The Church and the State

The “controversial theology’’ of the relationship between the church and secular authority, was honed to a fine edge by decades of confrontation between Jesuits, notably Gregorio de Valentia, Robert Bellarmine and later Francois Verron, and the ‘‘heretics of our time.’’ In outline, the Jesuit (and Tridentine) argument was that: the complementarity of reason and revelation entailed that to be a real body, the ‘‘church militant,’’ the collectivity of all living Christians, must have the same properties as any other body, corporation or order. It must be not only entirely ‘‘visible’’ (contrary to the Reformers), but it must also have a supreme ‘‘arbiter of disputes’’ concerning faith and morals. Christ cannot have left the church destitute of the means necessary to ensure the salvation of Christians. The failure of the heretics to agree even on essentials was due entirely to their rejection of the headship of Rome, attempting to establish a text in its place (sola scriptura). However, no text can interpret itself, there was a church before the Scriptures were written, and the scriptural canon (that is, what was authentically part of the Scriptures) was determined by the church and not vice versa. The church is, therefore, itself in every sense a “commonwealth,” the respublica Christiana, requiring a visible head with supreme authority, summa (or plena) potestas, and an order of super - and sub-ordination like any other respublica. A monarchical headship, as well as being naturally the best form, was instituted by Christ and conferred on the successors of St Peter, the Vicar of Rome. The role of general councils here remained ambiguous, although the Councils of Constance and Trent had been critical for the church’s reformation and restoration. All the same, general councils could only be rare events, and for most purposes the papacy was the supreme head and arbiter of controversies.

Jesuits argued that the potestas indirecta was a “mediating” position between denying the papacy any authority in temporal matters, and assigning it supreme authority as princeps mundi, with secular rulers as its ministers. The latter idea was laughable, and arguably heretical (even though medieval hierocrats, including popes, had maintained it), in that it made rightful political authority dependent on grace or faith, whereas it depends on nature and (in some sense) consent, and exists among pagans, heretics, and schismatics. The potestas indirecta, so Jesuits argued, preserved the rightful independence of secular rulers in secular matters, while acknowledging the rightful authority of the church in what concerns the spiritual welfare of Christians. However, because it was the papacy that itself judged whether it should exercise its indirect power, its opponents complained that it conceded authority to secular rulers in form, while denying it in substance.
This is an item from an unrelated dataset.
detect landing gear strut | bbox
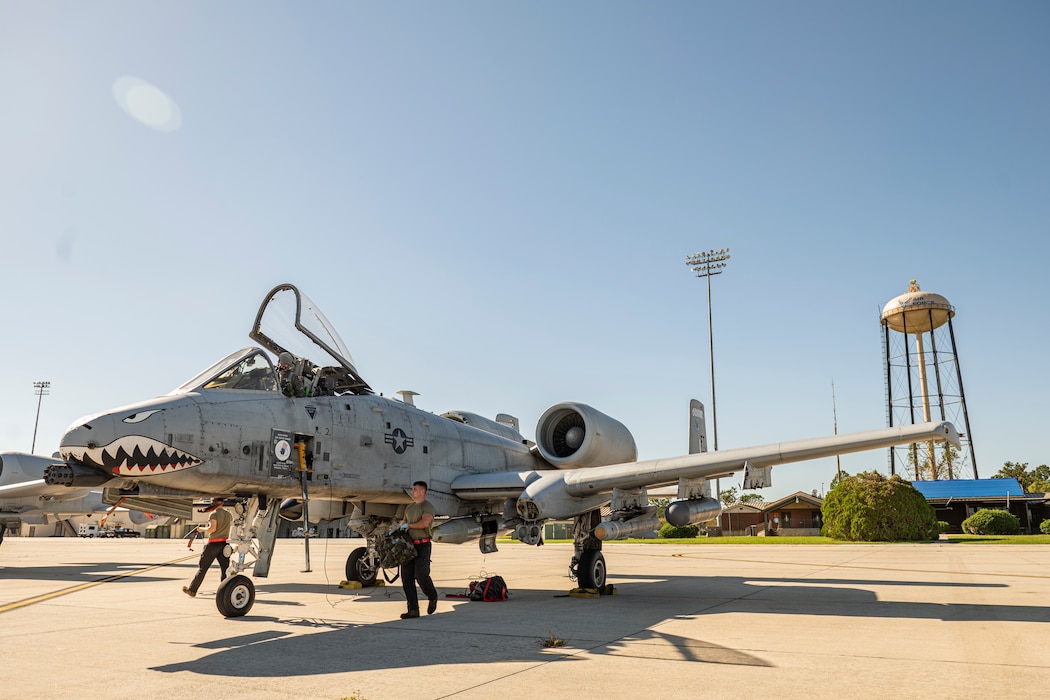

The argument in any event relied on a distinction between temporal or secular matters (now being called ‘‘matters of state’’), and spiritual or - even more equivocally - ecclesiastical matters that proved unworkable. Venice’s claim to political jurisdiction over clerics and ecclesiastical property (resulting in a papal Interdict of 1606-1607 and the expulsion of the Jesuits from Venice), the censorship of publications (over which the church claimed authority with its various Indexes), the scope of the obedience rulers could legitimately demand of their subjects (the bull Regnans of 1570 excommunicating Elizabeth of England and absolving subjects from their allegiance, the Oath of Allegiance controversy with James I/IV) were all both ‘‘spiritual’’ and ‘‘temporal’’ issues.